I could’ve eaten on the wing but Jasra told me to set down on the small outcrop of blue granite just outside the valley. I glided in, let go of my meal and grabbed the rock with claws and wingtips. Folded my wings straight up in the air so that she could dismount and when she stepped nimbly off, wrapped them around my prey.
She watched me tear them to pieces and swallo
w whole without chewing. I offered her the heart and liver but she declined. When the edge was taken off my appetite, I scratched at a boulder, turning it over to unearth a sizable deposit of firestone into my gut and the special chamber that processed it until it was full. Burped and picked at the offal stuff between my teeth.
“Finished?” She asked sarcastically.
“No, Mistress. That was just a snack. I’ll have to eat a dozen stags or two cattle.”
“Horses?”
“Well, no. I don’t like to eat horses. I like horses,” I protested.
“I didn’t realize dragons were so picky,” Jasra sneered.
“Well, I’m not really a dragon, Mistress. I’m really just a teenage boy. Or I was before I died.”
“Really? Tell me,” she ordered and I told her my story. “You murdered your master?”
“Yes, Mistress. I had to. He was going to hurt my dad and grandfather and the King. I couldn’t let him do that and I couldn’t live with myself after I killed him. So, we died together.”
“If you try that on me, Raven, I won’t make you suffer. Instead, I’ll go after your father, your grandfather and your uncle. I’ll hurt everyone and everything you love.”

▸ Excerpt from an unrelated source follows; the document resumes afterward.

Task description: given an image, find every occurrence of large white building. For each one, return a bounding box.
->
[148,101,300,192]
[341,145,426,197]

I reared up and spread my wings, opened my mouth wide and the sun glinted off my very large teeth. “I cannot harm you, Mistress; I am bound to you by the powder and your spells.”
“You do not give me your mind,” she pouted.

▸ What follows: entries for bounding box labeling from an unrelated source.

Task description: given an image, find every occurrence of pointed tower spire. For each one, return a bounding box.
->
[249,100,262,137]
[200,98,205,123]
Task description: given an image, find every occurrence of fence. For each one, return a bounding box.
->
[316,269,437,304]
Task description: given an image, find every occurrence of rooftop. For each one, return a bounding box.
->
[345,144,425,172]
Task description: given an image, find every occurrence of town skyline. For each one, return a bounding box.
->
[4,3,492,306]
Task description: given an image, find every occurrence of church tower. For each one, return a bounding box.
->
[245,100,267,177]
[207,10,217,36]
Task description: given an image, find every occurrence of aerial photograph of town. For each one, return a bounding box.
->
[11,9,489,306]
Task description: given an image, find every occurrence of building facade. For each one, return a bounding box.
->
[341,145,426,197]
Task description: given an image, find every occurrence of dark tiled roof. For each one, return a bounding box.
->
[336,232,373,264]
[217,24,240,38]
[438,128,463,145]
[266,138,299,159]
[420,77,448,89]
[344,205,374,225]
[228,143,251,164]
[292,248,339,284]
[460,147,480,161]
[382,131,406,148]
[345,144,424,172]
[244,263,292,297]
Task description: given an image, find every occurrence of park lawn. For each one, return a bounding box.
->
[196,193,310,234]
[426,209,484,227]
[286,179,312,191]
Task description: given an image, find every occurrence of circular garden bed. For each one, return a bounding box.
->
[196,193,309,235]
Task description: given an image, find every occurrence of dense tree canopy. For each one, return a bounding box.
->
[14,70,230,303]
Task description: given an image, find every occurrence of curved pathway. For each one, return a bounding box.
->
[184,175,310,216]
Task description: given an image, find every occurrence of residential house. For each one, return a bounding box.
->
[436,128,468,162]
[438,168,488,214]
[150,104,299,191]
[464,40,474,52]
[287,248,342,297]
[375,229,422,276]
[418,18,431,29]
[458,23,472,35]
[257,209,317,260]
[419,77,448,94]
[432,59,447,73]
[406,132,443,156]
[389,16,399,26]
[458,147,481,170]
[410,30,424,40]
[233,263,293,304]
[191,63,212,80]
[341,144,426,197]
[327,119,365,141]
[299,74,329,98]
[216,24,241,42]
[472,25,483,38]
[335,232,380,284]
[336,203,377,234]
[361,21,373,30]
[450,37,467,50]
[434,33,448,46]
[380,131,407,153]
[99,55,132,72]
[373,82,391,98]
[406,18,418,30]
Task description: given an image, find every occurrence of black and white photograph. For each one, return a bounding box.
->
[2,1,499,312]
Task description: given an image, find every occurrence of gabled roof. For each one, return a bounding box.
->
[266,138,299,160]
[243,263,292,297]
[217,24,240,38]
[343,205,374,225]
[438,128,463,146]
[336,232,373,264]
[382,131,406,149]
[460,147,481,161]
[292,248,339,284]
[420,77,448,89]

“No. Just my will. My mind is my own and unless I become wholly Dragon, it cannot be yours. Of course, if I lose the spark of intellect that makes me Raven–the Dragon, I become Raven–the beast and no one can control me. If you think to try that, read your archives back to the time of the Dragon wars–they nearly destroyed both the Courts and Amber. There have been no Dragons seen since then, over a millennium ago.”

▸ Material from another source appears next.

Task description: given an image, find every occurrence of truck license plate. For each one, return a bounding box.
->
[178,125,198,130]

“Are you ready to leave?” She asked changing the subject.
“I must eat more. Will you stay here while I hunt?”
“Am I safe?” She countered.
“Safe from all but wild dragons,” I returned. She laughed and told me to go. I left her there, returning only after I had eaten my fill.
Chapter 18
After a meal of epic proportions, she mounted up and had me fly north towards a Kingdom that had little commerce with Khafra as the huge Mountain range separated the two kingdoms and was nearly impassable for an army to travel over. There were no passes through or at least, none that she knew.